Noting that there are several open seats in the Florida legislature, including several in Miami-Dade County, Taddeo encouraged attendees to run for office. “We need more women in the legislature and more seats at the table,” Taddeo said. “In the Florida Senate, we have a bipartisan group of women, and we need to speak up on both good and bad bills.”
Representative Nick Duran, District 112, discussed the need to protect healthcare access for children from poor families. In an issues that hits close to home, he addressed his legislative efforts to address the opioid crisis, as current rules do not allow Medicaid to pay for opioid treatment services. LWVMD board member Santiago Leon also offered remarks about the importance of healthcare legislation to protect vulnerable Floridians.
Representative Robert Asencio shared his plans to help organize voter registration events geared toward new Miami residents who relocated to South Florida from Puerto Rico in the wake of Hurricane Irma.
Kathleen Crampton of LWV Palm Beach is deeply involved in the National Popular Vote Interstate Compact, which seeks to address the fact that, due to Electoral College rules, not every citizen’s vote counts equally. Noting a survey indicating that nearly 70 percent of Floridians believe that the president should be elected by popular vote, “The states tell electors how to vote,” she said, “and we can tell them to vote for the winner of the popular vote.”
Lucia Baez of LWVMD made an impassioned presentation on behalf of public education in light of several initiatives coming before the legislature during the 2018 session. She urged attendees to beware of deceptive language in bills designed to facilitate privatization of education and diminish accountability and transparency. “These bills are wolves in sheep’s clothing,” she said. “They create an alternate school system.” She noted that the League will be launching a major awareness initiative later this year, as the Constitutional Revision Commission may decide to place some of these initiatives on the 2018 ballot.
LWVMD board member Maggie Fernandez focused her remarks on environmental issues, such as fracking, that she said are being “under-addressed.” She also warned about efforts in Tallahassee to preempt local municipalities from implementing their own ordinances to protect tree canopy.
The League’s Letty Pelaez, who leads the LWVMD’s gun safety efforts, provided an alert about “zombie bills” that recklessly endanger public safety and that, while defeated, are repeatedly reintroduced in Tallahassee. These include permit-less gun carry, including assault weapons, in public places, and concealed-weapon reciprocity that would allow gun owners from states with extremely lenient gun safety laws to adhere only to their home states’ regulations even while in states with stricter gun safety laws.
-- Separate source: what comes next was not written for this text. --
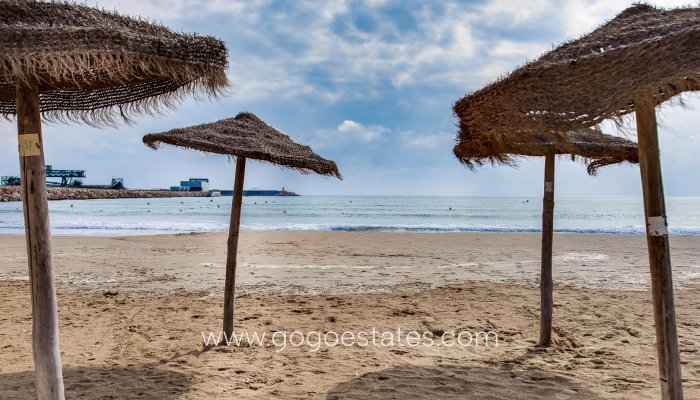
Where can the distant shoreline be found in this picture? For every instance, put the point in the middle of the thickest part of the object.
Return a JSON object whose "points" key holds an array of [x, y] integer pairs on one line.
{"points": [[13, 193]]}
LWVMD’s Jody Finver, who develops and manages solar co-ops throughout Miami-Dade County through Solar United Neighbors, reminded attendees about the benefits of solar energy and invited them to turn to the organization to learn more about ways to go solar and save money on electricity bills by joining a solar co-op.
Marisol Zenteno shared the success of the “Second Chances” voter reinstatement effort, which drew the requisite 1 million signatures to gain a place on the 2018 Florida ballot. With that hurdle cleared, Zenteno said, the next step is a grassroots campaign to raise voter understanding and support of the initiative, which, if successful, will retire Florida’s current punitive disenfranchisement policy.
Attendees were urged to stay in touch with LWVMD and LWVFL on social media and be prepared to respond to Action Alerts when calls to elected representatives are needed. They were also invited to get involved in the LWVMD 2018 Election Action Team, where they can help educate and engage voters in their own home communities and across the county.
The briefing was in every way a high-energy, inspiring event that exemplified the League’s commitment to “Defending Democracy, Empowering Voters.”